This data life cycle guides professionals in identifying and mitigating the data bias before it produces biased results. The previously mentioned Amazon example occurred in the data capture and maintenance phases, as the data captured the pile of résumés submitted to the company over a 10-year period, most of which came from men. Whereas COMPAS incurred the bias in the data usage phase where Northpointe, the company that developed the system, applied a logic to optimize for true positives (i.e., people at high risk of committing another crime) by also increasing false negatives (i.e., people unjustly classified as likely reoffenders).
MINIMIZING DATA BIAS
Having fair and nonskewed data is necessary to mitigate biased outcomes and for better decision making. Thus, an enterprise should capture more diverse and inclusive sets of data and review the quality of the data in the earlier stages of the data life cycle. Those who seek to reduce the use of biased data should:
- Have a more diverse workforce that allows for a company to anticipate, spot, and review issues of unfair bias and to better engage communities likely affected by bias.
- Receive feedback on the results from a diverse group of people, allowing better detection of the unnoticed bias in the captured data. A diverse group of people can help to reduce the bias in the data life cycle, eventually decreasing the biased outcomes.

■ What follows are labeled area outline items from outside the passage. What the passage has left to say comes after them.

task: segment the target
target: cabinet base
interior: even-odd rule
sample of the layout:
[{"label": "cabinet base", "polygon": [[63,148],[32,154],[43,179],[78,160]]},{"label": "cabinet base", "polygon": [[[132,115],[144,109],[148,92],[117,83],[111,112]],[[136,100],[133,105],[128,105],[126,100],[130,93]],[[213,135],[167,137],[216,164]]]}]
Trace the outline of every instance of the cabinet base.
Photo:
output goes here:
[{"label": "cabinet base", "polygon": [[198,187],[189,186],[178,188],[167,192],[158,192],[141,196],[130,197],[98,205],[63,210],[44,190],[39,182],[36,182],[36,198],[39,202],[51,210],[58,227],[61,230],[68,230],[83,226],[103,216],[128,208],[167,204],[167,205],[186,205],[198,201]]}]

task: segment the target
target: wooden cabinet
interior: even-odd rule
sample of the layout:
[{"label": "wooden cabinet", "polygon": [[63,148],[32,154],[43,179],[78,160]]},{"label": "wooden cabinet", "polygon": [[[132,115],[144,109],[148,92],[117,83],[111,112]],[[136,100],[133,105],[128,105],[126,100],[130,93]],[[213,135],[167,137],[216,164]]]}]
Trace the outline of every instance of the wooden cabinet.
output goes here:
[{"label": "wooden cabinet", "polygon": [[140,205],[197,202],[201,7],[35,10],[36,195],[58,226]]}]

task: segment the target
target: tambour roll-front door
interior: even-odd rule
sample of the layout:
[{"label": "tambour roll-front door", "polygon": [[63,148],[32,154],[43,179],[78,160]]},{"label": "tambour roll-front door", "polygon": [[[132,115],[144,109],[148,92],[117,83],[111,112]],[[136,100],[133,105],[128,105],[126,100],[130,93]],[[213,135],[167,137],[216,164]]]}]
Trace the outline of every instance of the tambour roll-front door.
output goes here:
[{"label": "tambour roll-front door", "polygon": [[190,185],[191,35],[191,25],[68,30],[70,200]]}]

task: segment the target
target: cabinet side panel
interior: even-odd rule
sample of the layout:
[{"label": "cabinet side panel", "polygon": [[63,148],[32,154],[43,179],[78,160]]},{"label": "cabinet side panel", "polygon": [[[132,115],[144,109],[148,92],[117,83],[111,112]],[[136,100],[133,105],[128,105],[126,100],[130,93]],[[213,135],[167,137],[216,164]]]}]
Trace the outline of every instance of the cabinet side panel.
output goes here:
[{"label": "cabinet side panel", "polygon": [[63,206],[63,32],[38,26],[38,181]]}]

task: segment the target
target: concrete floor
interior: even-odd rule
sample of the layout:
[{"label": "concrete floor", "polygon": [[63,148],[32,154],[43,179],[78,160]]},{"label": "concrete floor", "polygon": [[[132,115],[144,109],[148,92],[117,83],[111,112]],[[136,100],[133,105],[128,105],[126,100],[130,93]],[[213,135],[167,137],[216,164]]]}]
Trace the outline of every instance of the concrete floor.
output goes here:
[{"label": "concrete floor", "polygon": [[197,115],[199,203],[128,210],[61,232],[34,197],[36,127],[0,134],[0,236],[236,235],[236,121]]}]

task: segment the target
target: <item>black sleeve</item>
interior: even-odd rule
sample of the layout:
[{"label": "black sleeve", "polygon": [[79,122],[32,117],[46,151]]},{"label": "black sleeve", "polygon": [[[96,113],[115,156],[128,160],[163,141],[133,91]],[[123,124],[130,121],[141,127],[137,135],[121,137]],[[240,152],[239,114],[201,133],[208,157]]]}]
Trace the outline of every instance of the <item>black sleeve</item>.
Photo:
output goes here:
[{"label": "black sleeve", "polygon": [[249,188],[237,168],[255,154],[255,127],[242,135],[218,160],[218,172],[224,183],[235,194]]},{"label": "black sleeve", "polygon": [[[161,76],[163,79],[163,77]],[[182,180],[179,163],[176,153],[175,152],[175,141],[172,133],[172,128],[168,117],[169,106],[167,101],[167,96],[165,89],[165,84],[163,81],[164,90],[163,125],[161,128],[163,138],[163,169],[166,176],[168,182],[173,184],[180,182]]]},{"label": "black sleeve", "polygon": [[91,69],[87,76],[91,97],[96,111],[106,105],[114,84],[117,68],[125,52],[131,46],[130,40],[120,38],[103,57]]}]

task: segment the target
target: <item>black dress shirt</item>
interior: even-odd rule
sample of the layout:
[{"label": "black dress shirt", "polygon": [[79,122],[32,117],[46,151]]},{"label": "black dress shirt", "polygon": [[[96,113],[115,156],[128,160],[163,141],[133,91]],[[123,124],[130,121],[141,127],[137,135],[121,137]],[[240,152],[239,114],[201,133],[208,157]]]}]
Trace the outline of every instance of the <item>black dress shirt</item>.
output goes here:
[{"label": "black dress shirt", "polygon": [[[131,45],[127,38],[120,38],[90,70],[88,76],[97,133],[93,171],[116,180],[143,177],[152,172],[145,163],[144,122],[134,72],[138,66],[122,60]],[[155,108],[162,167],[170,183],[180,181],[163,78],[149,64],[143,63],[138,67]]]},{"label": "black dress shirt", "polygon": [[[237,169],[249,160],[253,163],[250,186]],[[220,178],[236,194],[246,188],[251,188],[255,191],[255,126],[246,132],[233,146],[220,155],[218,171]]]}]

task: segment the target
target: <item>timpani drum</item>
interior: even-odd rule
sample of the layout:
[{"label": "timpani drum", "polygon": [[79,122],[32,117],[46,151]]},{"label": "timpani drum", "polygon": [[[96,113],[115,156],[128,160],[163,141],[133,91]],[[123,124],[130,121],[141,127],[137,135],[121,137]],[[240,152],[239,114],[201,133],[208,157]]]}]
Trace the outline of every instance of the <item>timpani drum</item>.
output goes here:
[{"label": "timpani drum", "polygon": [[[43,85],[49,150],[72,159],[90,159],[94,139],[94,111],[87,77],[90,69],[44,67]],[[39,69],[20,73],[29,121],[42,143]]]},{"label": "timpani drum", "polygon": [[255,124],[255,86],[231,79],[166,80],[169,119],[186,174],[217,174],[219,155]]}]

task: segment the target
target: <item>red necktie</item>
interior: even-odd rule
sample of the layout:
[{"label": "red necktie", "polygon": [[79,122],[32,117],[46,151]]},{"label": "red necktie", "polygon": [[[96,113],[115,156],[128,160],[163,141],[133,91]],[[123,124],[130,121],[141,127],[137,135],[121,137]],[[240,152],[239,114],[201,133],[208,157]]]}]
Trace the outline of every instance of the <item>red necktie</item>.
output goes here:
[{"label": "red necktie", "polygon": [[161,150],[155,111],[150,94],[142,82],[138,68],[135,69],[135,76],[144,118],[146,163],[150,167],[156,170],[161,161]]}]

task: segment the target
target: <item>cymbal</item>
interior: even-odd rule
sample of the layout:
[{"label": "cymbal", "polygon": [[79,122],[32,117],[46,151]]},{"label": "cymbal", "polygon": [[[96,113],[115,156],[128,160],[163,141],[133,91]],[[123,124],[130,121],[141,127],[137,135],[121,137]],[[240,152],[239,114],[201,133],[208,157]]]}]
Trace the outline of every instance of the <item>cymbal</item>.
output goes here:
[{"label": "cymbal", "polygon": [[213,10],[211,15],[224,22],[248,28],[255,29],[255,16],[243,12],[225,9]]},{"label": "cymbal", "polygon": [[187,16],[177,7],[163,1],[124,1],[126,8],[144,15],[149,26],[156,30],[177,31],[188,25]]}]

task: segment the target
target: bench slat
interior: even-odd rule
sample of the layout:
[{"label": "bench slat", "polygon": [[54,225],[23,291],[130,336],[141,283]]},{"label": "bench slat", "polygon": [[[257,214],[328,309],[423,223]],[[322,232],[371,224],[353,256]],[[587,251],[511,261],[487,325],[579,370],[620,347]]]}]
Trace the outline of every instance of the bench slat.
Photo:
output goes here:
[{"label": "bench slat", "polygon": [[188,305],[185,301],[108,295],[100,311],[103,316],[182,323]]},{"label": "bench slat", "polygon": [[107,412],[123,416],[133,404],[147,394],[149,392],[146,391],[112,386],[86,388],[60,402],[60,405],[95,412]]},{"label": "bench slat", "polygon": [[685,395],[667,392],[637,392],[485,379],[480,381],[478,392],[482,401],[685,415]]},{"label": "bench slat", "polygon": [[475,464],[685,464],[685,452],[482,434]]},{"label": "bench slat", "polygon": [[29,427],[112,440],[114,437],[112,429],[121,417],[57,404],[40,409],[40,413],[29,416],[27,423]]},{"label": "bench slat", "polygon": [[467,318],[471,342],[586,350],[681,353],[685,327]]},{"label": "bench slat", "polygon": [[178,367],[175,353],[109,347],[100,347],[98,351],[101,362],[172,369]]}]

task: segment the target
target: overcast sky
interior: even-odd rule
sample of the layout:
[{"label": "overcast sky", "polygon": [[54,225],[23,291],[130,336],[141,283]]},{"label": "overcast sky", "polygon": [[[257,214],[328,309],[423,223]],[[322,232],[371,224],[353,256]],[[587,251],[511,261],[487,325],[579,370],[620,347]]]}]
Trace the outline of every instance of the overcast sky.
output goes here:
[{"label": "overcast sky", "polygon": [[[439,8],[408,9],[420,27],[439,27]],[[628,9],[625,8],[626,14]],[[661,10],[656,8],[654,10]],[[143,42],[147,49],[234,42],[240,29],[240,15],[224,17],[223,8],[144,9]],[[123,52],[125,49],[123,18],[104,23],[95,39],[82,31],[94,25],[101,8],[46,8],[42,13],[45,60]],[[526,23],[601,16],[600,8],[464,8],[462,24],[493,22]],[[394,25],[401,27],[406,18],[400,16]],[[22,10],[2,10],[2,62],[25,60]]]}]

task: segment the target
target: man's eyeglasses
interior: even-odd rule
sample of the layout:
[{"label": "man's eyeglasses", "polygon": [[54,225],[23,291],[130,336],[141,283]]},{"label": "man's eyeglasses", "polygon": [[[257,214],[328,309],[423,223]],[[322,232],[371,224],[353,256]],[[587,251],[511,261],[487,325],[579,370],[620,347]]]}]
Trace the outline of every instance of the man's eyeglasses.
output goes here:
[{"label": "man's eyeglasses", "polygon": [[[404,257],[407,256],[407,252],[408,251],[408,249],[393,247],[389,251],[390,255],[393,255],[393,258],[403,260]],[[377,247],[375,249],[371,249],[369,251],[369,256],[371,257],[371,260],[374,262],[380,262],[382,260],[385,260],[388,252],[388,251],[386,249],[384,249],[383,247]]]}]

Big Data has quickly led to a number of advancements within society. Yet with this rapid development of technology also comes a greater responsibility to use the data properly.
As companies look to increase their use of large data sets and automated systems to improve their workflow, it’s becoming increasingly important that they review how the data is captured and actively look for opportunities to minimize bias. This begins with using best practices in hiring to ensure that the team assigned to the project is as diverse and inclusive as possible and is supported from the top down by management that’s aware of the risks connected to data bias. A holistic approach that includes regular communication and ongoing education on the types of bias and the best practices for minimizing them is encouraged.
As society keeps developing in technology, we need to be reminded that technology can’t produce unbiased results based on biased data—it should be used to reduce human bias, not increase it.